Now I know that I have angered both the Objectivists and the Subjectivists in equal measure. They are both suffering from the same psychological condition: an inability to cope with uncertainty. Indeed, they may suffer from a fear of uncertainty. To both groups, "uncertain = unsafe". The objectivists want to measurable-repeatable readable test results that clearly state that there is a difference between A & B and that the difference proves that A is better than B and therefore might justify higher unit cost. The subjectivists need to know that they will hear that A is better than B because several other people say they have heard that A sounds better than B and that there is unlikely to be an even better C because only A has ingredient/process X.

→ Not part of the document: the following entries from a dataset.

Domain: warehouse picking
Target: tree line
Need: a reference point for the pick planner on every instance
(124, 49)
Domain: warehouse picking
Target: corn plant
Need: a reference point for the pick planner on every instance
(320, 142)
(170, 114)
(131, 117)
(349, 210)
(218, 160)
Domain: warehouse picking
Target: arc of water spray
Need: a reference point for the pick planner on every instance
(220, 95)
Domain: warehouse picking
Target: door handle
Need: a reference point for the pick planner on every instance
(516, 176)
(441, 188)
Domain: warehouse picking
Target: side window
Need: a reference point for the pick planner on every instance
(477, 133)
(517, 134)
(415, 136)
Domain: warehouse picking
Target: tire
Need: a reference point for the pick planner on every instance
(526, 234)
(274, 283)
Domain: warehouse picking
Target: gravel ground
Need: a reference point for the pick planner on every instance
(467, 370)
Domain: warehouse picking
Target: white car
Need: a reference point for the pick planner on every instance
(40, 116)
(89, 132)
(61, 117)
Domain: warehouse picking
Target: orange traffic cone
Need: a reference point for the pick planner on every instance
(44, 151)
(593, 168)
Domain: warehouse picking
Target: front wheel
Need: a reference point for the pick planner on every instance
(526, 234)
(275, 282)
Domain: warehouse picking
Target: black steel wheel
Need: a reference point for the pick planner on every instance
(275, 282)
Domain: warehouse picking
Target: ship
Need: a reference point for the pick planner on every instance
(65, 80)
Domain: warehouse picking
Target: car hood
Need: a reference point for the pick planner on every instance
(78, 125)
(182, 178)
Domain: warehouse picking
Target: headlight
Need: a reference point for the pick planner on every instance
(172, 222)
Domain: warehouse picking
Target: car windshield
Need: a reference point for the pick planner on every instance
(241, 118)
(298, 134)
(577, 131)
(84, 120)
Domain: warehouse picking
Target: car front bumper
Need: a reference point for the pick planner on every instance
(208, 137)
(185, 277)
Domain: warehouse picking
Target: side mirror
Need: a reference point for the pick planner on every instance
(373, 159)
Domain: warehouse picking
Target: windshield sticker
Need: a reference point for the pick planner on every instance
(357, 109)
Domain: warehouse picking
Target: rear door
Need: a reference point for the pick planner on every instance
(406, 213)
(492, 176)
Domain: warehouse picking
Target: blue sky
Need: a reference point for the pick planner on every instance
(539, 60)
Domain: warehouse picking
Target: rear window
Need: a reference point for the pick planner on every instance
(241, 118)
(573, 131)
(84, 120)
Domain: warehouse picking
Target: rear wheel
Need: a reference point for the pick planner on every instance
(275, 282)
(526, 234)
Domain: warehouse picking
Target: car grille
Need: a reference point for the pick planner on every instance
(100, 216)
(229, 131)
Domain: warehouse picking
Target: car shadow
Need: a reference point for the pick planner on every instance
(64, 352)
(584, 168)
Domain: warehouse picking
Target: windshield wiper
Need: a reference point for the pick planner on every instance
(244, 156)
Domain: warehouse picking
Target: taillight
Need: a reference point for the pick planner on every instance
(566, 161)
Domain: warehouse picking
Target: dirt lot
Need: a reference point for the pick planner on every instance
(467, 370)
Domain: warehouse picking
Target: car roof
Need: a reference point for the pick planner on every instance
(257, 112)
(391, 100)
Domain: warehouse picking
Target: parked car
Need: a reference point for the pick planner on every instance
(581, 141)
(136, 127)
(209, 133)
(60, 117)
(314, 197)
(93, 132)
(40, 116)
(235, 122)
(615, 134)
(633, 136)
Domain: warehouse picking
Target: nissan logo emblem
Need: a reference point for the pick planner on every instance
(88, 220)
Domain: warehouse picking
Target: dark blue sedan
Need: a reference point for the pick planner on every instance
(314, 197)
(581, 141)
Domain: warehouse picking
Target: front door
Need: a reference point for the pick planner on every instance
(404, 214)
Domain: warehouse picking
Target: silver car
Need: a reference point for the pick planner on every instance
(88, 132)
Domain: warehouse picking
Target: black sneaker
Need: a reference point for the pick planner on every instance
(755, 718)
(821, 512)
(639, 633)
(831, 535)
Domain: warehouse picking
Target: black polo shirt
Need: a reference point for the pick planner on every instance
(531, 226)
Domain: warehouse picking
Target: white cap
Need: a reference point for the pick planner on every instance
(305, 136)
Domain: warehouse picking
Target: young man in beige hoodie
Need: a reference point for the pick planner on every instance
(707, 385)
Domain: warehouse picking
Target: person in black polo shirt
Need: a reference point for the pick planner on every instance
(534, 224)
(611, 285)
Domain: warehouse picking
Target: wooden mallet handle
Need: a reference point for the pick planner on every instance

I wouldn't express it in a better way.

Hope to talk with you tomorrow, with even more of you, people!

Trainman
 
Re: ONE DAY'S BREATH

trainman said:
*snip*

To me those objectivists who refute all cable differences are merely taking a position similar to the Rennaissance religious backlash against new knowledge of the solar-system. The objectivist position is equal in evidence base to any other religious faith.

*snip*

Nitpick: I have a bit of a problem with this statement. In the case of such revolutionary ideas about astronomy, there was measurable, repeatable experimental evidence showing that the propsed hypotheses had merit. The new arguments were dismissed not on their objective grounds, but because they ran counter to the accepted knowledge put forth by the church. In the case of "special" cables, there is no such evidence; there is merely SUBJECTIVE interpretation and anecdotal evidence. Treating these two situations as the same requires a bit of a logical leap.

/end nitpick

Sorry, sometimes I can't help being a pedant. Anyway, I'm going to agree entirely with pmurray, although I'd like to add something. There are entirely too many instances of medical, technological, and spiritual jggery-pokery about which purport to be based on actual scientific principles, but which wither and die when placed under the lens of real scientific scrutiny. The proponents of these methodologies then use terms along the lines of, "Oh, well, science can't explain everything", and then go right back to claiming that their approaches are scientific! It irritates me to no end that they are allowed to have it both ways.